Makassar (Antara Sulsel) - Proyek pembangunan bendungan Kareloe berada di dua Kabupaten Gowa dan Jeneponto, Sulawesi Selatan, kembali disoal lantaran siapa yang bertanggungjawab sampai proyek tersebut mangkrak selama tiga tahun.
"Memang proyek itu mandek karena masalah pembebasan lahan, sampai saat ini menjadi soal karena belum berjalan, padahal anggarannya bersumber dari APBN dengan total senilai Rp500 miliar lebih," sebut Sekretaris Komisi D DPRD Sulsel, Ariady Arsal di Makassar, Jumat.
Menurutnya, proyek ini sudah dibahas di komisi D DPRD Sulsel, sejak 2012, kemudian ditindaklanjuti hingga ke pusat bertujuan untuk mensejahterakan rakyat di Jeneponto karena kekurangan air. Anggaran awal pun cair mencapai Rp42 miliar lebih pada 2013 dari estimasi seluruh pembangunan Rp2 triliun.

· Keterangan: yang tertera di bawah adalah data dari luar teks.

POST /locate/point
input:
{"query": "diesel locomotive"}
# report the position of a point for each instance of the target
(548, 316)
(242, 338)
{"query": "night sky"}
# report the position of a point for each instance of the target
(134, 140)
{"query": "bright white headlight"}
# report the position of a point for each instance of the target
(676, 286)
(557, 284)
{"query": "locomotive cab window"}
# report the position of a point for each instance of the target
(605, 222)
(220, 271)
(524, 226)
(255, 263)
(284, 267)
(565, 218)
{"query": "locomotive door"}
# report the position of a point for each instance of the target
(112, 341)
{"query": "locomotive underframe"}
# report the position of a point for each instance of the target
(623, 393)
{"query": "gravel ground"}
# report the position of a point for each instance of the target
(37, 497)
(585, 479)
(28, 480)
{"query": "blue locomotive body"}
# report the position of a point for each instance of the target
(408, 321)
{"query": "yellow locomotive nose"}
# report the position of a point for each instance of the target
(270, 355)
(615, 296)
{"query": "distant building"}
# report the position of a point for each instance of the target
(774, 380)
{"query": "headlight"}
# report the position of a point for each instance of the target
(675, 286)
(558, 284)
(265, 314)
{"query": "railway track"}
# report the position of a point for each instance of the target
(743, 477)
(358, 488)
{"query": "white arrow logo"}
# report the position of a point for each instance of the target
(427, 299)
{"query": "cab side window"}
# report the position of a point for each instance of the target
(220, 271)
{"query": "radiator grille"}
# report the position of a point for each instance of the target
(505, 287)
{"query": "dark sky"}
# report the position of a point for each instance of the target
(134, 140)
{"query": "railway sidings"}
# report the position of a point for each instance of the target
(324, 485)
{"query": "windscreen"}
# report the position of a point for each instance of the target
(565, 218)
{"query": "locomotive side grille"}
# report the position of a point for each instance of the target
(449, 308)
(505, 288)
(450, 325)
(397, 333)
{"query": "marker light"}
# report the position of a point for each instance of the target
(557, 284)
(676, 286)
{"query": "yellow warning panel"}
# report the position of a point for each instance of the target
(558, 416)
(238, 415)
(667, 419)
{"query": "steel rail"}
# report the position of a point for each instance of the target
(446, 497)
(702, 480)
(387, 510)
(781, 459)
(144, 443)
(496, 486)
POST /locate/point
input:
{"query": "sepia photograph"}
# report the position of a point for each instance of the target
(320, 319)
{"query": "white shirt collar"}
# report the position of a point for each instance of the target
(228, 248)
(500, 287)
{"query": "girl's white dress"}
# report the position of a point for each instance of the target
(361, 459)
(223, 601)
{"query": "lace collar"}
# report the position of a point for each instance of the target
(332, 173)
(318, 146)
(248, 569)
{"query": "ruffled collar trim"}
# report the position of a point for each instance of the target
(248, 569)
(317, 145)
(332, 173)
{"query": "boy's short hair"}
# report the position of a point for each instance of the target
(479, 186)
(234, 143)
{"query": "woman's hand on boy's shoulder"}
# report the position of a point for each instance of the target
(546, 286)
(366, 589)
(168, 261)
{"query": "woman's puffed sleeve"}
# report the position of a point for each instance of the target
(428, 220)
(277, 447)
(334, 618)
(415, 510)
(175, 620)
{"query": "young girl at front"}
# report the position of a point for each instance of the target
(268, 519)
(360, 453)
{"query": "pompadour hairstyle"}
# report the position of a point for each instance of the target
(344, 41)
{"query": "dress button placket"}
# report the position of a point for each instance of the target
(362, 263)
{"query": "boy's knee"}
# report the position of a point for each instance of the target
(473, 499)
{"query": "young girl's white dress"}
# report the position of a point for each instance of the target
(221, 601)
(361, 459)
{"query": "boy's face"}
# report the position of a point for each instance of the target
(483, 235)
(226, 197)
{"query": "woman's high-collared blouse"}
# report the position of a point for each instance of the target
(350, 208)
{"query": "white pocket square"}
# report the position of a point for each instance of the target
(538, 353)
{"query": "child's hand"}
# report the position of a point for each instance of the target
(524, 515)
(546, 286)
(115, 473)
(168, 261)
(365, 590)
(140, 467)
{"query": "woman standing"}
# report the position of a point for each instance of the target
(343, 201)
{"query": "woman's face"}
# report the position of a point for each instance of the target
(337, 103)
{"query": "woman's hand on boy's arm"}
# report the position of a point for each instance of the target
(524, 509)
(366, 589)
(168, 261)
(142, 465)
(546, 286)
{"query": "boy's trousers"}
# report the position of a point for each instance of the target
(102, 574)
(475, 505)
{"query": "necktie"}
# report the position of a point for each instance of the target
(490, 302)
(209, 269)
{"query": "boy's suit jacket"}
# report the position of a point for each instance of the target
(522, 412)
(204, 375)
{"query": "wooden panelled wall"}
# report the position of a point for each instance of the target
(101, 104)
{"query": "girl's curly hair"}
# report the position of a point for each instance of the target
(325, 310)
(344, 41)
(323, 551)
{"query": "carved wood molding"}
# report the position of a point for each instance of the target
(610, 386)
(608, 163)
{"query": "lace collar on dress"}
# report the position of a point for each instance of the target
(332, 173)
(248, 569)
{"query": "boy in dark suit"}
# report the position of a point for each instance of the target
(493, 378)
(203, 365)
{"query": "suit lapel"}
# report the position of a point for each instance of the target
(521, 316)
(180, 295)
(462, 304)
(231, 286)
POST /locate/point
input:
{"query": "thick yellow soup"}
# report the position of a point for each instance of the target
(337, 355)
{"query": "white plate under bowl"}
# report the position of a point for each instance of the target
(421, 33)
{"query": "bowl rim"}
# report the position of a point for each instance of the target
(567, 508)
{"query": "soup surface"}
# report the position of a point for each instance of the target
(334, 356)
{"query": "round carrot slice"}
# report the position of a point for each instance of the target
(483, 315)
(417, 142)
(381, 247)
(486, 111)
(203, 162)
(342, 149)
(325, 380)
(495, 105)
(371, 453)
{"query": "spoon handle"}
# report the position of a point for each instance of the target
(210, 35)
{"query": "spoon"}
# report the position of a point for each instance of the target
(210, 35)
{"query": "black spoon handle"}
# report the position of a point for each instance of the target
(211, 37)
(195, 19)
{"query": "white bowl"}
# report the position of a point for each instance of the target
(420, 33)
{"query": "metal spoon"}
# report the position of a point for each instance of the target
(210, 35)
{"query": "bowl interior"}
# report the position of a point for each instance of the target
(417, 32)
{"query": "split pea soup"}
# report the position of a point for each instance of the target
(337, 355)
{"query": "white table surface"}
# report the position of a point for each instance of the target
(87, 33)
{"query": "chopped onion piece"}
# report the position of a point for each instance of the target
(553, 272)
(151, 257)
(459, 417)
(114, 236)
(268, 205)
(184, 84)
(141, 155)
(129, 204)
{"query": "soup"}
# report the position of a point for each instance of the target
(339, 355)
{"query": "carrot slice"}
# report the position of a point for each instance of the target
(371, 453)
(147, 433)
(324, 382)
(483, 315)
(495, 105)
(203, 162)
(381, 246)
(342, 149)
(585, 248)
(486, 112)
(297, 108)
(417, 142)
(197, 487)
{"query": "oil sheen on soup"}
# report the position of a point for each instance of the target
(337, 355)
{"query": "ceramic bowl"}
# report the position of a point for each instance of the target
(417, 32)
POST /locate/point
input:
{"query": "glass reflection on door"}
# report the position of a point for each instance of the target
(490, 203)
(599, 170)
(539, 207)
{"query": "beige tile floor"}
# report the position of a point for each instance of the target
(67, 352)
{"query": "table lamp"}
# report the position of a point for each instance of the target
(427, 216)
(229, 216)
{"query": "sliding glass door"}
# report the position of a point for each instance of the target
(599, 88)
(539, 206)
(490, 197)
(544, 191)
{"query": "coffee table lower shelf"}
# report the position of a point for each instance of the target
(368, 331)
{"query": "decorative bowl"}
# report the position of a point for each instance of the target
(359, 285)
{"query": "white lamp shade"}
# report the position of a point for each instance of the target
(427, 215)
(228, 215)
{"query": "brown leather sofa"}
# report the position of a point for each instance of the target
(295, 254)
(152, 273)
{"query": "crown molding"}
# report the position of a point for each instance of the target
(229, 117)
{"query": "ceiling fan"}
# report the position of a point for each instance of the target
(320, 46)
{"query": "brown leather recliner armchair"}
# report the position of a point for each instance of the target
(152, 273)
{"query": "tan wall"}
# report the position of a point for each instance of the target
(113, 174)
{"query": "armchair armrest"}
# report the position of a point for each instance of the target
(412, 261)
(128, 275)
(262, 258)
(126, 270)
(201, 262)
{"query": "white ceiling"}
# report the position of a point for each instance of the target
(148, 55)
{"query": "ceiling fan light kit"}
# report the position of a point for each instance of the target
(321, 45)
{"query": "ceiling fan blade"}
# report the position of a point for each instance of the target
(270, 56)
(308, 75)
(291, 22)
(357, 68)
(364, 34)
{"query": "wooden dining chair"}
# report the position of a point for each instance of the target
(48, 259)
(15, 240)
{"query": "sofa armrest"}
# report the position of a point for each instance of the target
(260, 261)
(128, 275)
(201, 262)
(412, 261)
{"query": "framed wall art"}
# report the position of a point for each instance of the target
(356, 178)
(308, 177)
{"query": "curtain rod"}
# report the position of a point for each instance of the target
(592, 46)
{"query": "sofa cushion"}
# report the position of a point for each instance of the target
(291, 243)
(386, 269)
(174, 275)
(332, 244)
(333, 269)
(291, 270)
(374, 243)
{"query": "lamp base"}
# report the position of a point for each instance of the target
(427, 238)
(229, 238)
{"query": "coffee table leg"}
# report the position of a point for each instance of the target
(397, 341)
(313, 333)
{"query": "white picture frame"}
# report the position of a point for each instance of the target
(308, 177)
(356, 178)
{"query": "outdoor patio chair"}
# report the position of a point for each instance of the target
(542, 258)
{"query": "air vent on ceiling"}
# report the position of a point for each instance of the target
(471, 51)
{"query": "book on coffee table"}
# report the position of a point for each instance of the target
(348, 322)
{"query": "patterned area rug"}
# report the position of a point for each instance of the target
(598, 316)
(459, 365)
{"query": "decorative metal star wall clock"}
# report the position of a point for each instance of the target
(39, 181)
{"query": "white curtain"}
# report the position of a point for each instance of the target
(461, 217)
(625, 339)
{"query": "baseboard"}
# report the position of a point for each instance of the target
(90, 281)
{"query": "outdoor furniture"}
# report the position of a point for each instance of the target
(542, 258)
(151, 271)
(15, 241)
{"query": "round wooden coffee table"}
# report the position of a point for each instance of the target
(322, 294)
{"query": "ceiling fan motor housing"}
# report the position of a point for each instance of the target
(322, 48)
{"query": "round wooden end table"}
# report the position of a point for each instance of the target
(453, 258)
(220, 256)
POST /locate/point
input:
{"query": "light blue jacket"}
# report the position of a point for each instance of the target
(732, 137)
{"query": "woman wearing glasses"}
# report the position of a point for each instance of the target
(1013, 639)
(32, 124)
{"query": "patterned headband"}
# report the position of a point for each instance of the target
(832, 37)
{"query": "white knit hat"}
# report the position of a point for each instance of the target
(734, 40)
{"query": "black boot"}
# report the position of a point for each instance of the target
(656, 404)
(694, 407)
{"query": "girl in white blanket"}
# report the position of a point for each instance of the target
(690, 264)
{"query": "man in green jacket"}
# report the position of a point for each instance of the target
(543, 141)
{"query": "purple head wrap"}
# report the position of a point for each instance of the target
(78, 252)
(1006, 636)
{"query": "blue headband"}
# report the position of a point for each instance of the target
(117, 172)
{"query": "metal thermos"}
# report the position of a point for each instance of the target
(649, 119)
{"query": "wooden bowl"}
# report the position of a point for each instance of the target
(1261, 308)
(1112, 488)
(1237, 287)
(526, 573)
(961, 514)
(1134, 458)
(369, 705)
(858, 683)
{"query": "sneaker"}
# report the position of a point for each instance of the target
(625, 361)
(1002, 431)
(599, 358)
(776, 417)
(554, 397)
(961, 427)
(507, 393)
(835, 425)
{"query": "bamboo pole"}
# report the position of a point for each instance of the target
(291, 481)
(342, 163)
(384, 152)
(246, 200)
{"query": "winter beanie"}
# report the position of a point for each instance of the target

Selanjutnya, proses pembebasan lahan pun jalan, dan pada 2014 proyek ini pun mendapat suntikan dana senilai Rp200 miliar lebih, kemudian pada 2015 kembali mendapat tambahan dana Rp164,7 miliar lebih, hingga pada 2016 anggaran masih dikucurkan senilai Rp140,6 miliar lebih, dengan total keseluruhan anggaran Rp584,4 miliar lebih.
"Seluruh anggaran itu saat ini masih dititip di pengadilan untuk konsinasi karena berperkara. Setahu saya awalnya proyek itu dorong Anis Matta selaku anggota DPR RI kala itu dari Sulsel, namun sayang proyek ini tidak berjalan sesuai perencanaan," beber politisi dari Fraksi Partai Keadilan Sejahtera itu.
Sebenarnya lanjut dia, tidak seharusnya menjadi masalah jika semu pihak terkait duduk bersama mencarikan solusi, karena ini menyangkut hidup orang banyak di Jeneponto.
Mengenai dengan adanya perseteruan antara legislator sama-sama dari Daerah Pemilihan Kabupaten Jeneponto yakni Syamsuddin Karlos anggota DPRD Sulsel dengan Muhktar Tompo anggota DPR RI terkait dengan madeknya proyek tersebut, kata dia, seharusnya DPR mendorong agar persoalan ini selesai, bukan saling menyalahkan.
"Seharusnya anggota DPR RI yang mendorong agar masalah ini selesai karena kewenangan pusat, bukan malah menyalahkan Pemerintah Provinsi apalagi DPRD Sulsel. Dulunya kan Muhktar Tompo anggota DPRD Sulsel, tapi bukan di Komisi D, jadi tidak terlalu paham teknisnya. Sebaiknya ini dicarikan jalan keluar," harap dia.
Sebelumnya, dua putra daerah asal Jeneponto sama-sama menjadi anggota dewan yakni Syamsuddin Karlos di DPRD Sulsel asal partai PAN dan Mukhtar Tompo di DPR RI dari partai Hanura berseteru, hal itu dikarenakan mandeknya pekerjaan proyek Bendungan Kareloe.
Mukhtar menyebutkan usai reses di Dapilnya mendengarkan keluhan masyarakat, lalu menuturkan bila bendungan tersebut belum rampung hingga tahun ini maka akan menjadi kegagalan besar Gubernur Sulsel Syahrul Yasin Limpo di akhir masa jabatan dua periodenya. Proyek tersebut dulunya merupakan janji politik yang tidak kunjung diselesaikan.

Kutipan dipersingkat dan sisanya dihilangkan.